So anyways, I have this whole new blog that I have to write stuff for, so I began conceiving a post about the history of music distribution. I was beginning to visualize it in my brain. First you started with sheet music, and then you had 78 rpm records, followed by 45 rpm records. followed by 33 1/3 rpm records. 8-track tapes fall somewhere in there. Then you moved from 33 1/3 rpm records to cassette tapes, and from there to compact discs, and from there to digital downloads.
It was all a nice neat progression, except for the 8-track tapes part. But then I realized that I had left something out.
Radio.
After all, radio has been a major music distribution service for about a century. It has had a profound influence on the other distribution media. Services such as Billboard use radio airplay as one of their major determinants of song popularity. Plus, it’s a potential revenue source for the recording companies.
“But,” you may argue, “radio is different from the other media. You can own a CD, but you can’t own something you hear on the radio.”
Well, CAN you own a CD? The Electronic Frontier Foundation believes that Section 109 of the U.S. Copyright Act gives you ownership privileges, but the major record companies have consistently fought this over time.
For example, at the turn of the 20th century, book publishers tried to impose a minimum resale price on books by putting a notice in every copy. In the 1930s, record labels put “private use only, not for broadcast” notices on records in an attempt to block radio stations from playing their records without additional payment. In the 1980s, movie studios tried the same thing with video cassettes, trying to control the video rental business. Congress, the courts, and free markets have consistently rejected these efforts to undermine the first sale principle.
But that hasn’t stopped Universal Music Group (UMG). In May, UMG sued Roast Beast Music for auctioning “promo CDs” on eBay, CDs which Roast Beast Music had itself purchased from used record stores around Los Angeles.
And even if you believe that Section 109 of the U.S. Copyright Act gives you ownership of those CDs, it doesn’t necessarily allow you to own those digital downloads that you’ve purchased. Back in January 2011, Ed Bott spent some time looking over some legalese at the iTunes store. Here’s part of what he found:
You agree that the Service and certain Products include security technology that limits your use of Products and that, whether or not Products are limited by security technology, you shall use Products in compliance with the applicable usage rules established by Apple and its licensors (“Usage Rules”), and that any other use of the Products may constitute a copyright infringement. Any security technology is an inseparable part of the Products. Apple reserves the right to modify the Usage Rules at any time.
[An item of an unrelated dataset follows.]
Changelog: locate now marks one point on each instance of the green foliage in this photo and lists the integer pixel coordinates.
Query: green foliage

Now I will grant that there are also “usage rules” to a CD – I can’t wipe Whitney Houston’s vocal off a song, replace it with my own vocal, and sell it – but it looks like this whole idea of “ownership” is just an idea, with little basis in fact.
So your “ownership” of a digital download might be equivalent to your “ownership” of something you hear on the radio.
And if you want to test this theory, try to sell either of them.